4) Salve Regina dai Dialogues des Carmélites FP159

I Dialoghi delle Carmelitane è un’opera lirica in 2 atti su un libretto tratto dal testo di George Bernardos, commissionata dalla Ricordi ed eseguita per la prima volta il 26 gennaio 1957 alla Scala. La storia, realmente accaduta, ambientata durante il regime del terrore, narra di una ragazza emotivamente instabile e insicura (Bianca) che entra a far parte dell’Ordine delle monache Carmelitane, proprio nel momento in cui questo viene dichiarato illegittimo: le monache decidono di non rinnegare la propria fede e fanno un voto di martirio. Bianca fugge per evitare la pena capitale, ma proprio nel momento in cui le suore vengono giustiziate, essa, che le osserva dalla folla, decide di farsi uccidere, prendendo coraggio per un ultimo atto di devozione nei confronti del Signore. Nell’ultima scena dell’opera le monache cantano in coro, mentre si avviano, una per una, verso ghigliottina, una preghiera: Salve Regina. Impossibile descrivere a parole il coinvolgimento emotivo che provoca questa musica: questo corale tragico, nel quale, man mano che le monache vengono giustiziate, le voci diminuiscono sempre di più mentre l’orchestra intensifica il proprio suono, con un ossessivo incedere ritmico, termina con una struggente e inquietante atmosfera di tranquillità, dopo che Bianca si è avviata verso il patibolo e si è fatta uccidere. Il tutto rientra nella poetica religiosa di Poulenc: anche nello Stabat Mater sentiamo una cieca devozione nei confronti di Dio, ultima speranza per l’essere umano, terrorizzato dalle atrocità del mondo.

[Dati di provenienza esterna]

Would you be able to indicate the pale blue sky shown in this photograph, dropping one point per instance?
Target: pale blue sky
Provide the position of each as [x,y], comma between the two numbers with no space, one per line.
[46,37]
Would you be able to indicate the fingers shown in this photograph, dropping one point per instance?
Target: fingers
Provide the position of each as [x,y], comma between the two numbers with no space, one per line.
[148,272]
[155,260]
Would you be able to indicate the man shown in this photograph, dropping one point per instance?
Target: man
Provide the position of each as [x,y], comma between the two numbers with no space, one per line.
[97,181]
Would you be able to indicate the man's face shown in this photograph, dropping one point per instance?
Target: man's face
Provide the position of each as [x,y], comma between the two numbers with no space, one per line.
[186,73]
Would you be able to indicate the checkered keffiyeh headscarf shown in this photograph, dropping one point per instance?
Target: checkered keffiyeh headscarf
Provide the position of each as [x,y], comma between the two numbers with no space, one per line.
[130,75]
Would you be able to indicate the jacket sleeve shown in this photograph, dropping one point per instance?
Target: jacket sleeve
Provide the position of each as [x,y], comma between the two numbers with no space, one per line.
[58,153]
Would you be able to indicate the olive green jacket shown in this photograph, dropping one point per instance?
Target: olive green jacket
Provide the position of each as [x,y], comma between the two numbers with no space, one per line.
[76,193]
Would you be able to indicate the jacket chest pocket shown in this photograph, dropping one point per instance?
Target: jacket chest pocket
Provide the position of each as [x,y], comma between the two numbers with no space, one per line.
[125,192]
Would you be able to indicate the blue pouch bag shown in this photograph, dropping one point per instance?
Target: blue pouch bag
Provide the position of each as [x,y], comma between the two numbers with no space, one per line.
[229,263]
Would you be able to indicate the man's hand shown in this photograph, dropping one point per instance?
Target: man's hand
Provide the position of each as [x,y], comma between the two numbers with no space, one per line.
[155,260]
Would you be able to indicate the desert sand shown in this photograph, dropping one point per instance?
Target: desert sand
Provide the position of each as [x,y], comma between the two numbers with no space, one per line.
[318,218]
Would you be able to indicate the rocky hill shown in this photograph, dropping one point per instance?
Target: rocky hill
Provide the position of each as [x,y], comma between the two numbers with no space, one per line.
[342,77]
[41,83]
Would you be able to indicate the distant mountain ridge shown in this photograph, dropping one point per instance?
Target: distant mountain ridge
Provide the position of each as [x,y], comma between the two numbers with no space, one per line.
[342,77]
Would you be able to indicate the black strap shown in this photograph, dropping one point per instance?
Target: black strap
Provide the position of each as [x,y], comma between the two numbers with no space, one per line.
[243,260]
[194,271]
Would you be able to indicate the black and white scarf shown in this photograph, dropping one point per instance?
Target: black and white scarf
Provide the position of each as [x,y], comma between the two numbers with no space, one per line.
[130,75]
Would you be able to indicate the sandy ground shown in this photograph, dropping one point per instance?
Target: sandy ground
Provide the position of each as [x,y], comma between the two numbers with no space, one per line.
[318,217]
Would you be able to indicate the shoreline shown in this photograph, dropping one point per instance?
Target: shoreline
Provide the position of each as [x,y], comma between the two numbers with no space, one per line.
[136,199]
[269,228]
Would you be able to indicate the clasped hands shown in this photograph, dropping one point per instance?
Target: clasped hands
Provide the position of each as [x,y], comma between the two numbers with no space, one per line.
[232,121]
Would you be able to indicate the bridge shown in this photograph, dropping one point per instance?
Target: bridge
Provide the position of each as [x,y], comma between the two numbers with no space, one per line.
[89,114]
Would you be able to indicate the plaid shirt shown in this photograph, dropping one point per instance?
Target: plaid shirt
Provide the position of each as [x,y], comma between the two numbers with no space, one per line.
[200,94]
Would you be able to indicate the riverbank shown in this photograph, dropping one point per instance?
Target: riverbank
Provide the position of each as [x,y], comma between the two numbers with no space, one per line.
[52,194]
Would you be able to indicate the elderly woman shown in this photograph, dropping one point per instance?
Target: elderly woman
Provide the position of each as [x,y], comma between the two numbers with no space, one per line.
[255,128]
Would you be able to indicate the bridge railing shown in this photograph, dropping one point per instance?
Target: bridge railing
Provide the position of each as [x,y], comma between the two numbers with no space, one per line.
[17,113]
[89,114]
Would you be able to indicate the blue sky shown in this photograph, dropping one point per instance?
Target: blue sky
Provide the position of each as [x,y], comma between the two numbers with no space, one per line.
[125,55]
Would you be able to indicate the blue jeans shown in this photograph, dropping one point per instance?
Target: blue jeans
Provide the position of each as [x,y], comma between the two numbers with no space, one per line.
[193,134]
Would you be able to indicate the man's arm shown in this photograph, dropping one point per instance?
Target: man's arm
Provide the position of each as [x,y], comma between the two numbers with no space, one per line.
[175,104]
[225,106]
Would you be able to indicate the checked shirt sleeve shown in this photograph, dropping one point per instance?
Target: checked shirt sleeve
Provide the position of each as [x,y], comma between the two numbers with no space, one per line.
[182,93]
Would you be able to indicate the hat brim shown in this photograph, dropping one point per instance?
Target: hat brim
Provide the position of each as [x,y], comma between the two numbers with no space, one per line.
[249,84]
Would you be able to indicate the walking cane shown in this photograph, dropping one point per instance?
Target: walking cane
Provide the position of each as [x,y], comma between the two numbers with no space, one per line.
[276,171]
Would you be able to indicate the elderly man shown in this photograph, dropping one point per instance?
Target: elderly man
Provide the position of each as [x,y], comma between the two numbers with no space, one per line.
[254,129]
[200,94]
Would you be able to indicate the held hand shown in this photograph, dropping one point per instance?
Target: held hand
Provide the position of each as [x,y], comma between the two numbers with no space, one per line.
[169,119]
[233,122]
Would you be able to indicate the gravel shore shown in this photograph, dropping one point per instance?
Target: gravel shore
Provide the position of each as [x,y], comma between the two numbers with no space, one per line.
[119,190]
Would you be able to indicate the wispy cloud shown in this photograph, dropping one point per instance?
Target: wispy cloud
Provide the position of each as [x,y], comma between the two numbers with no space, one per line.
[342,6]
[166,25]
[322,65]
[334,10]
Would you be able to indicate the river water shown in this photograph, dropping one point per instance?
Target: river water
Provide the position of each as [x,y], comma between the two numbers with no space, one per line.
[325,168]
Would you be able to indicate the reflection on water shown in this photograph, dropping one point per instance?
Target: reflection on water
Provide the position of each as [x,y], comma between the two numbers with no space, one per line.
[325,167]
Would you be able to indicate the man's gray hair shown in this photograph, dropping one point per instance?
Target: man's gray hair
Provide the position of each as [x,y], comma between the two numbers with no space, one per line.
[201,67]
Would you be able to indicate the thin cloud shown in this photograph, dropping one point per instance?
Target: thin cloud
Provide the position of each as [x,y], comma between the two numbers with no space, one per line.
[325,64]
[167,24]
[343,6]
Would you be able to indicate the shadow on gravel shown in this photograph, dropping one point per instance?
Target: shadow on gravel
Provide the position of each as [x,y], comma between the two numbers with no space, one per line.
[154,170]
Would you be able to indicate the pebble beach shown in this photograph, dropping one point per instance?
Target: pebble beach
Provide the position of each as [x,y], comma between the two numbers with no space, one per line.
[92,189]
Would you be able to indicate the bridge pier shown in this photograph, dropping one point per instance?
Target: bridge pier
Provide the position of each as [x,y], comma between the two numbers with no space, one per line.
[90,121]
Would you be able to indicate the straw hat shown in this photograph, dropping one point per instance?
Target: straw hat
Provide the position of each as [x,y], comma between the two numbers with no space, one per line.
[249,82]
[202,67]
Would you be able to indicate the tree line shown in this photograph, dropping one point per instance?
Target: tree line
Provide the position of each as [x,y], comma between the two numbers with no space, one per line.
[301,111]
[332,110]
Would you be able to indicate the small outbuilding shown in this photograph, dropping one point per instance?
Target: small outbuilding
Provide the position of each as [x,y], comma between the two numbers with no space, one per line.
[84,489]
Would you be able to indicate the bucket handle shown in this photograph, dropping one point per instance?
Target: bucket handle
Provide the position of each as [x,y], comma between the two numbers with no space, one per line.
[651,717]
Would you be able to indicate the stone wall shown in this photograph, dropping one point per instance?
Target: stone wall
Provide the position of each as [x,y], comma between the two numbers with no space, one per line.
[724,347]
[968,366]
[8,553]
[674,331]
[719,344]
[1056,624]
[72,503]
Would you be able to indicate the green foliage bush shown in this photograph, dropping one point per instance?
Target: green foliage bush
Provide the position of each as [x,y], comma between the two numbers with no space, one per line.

youtube https://www.youtube.com/watch?v=od4m5lN1HOo&w=560&h=315

5) Sonata per pianoforte a quattro mani FP8

L’ultimo brano proposto appartiene al periodo nel quale Poulenc faceva parte del Gruppo dei sei: la stesura è infatti collocabile nel giugno del 1918. In questa sonata in tre movimenti, composta dopo che l’autore aveva conosciuto la musica di Schoenberg, egli collauda uno stile percussivo, ossessivo, ripetitivo, che già aveva sperimentato nella Sonata per due clarinetti e che mai abbandonerà del tutto nelle sue composizioni. In essa è palese anche l’influenza di Stravinsky del quale, almeno nei suoi primi trent’anni di vita, fu un assiduo seguace e grande ammiratore. In questa composizione egli mette in mostra il suo convinto anti-romanticismo, dato dall’inespressività complessiva e dalla rudezza della scrittura armonica, elementi che egli svilupperà al meglio fino alla stesura dei 3 movimenti perpetui, il suo primo vero successo come compositore.

youtube https://www.youtube.com/watch?v=iiL6ika84lw&w=560&h=315

Questa è solo una ristrettissima selezione dei capolavori di Poulenc. Per approfondire l’autore si consiglia l’ascolto della musica pianistica – in particolare dei 3 mouvements perpétuels – delle sonate per violino, violoncello, clarinetto, del già citato Stabat Mater e dell’imponente Concerto per organo, timpani e orchestra d’archi.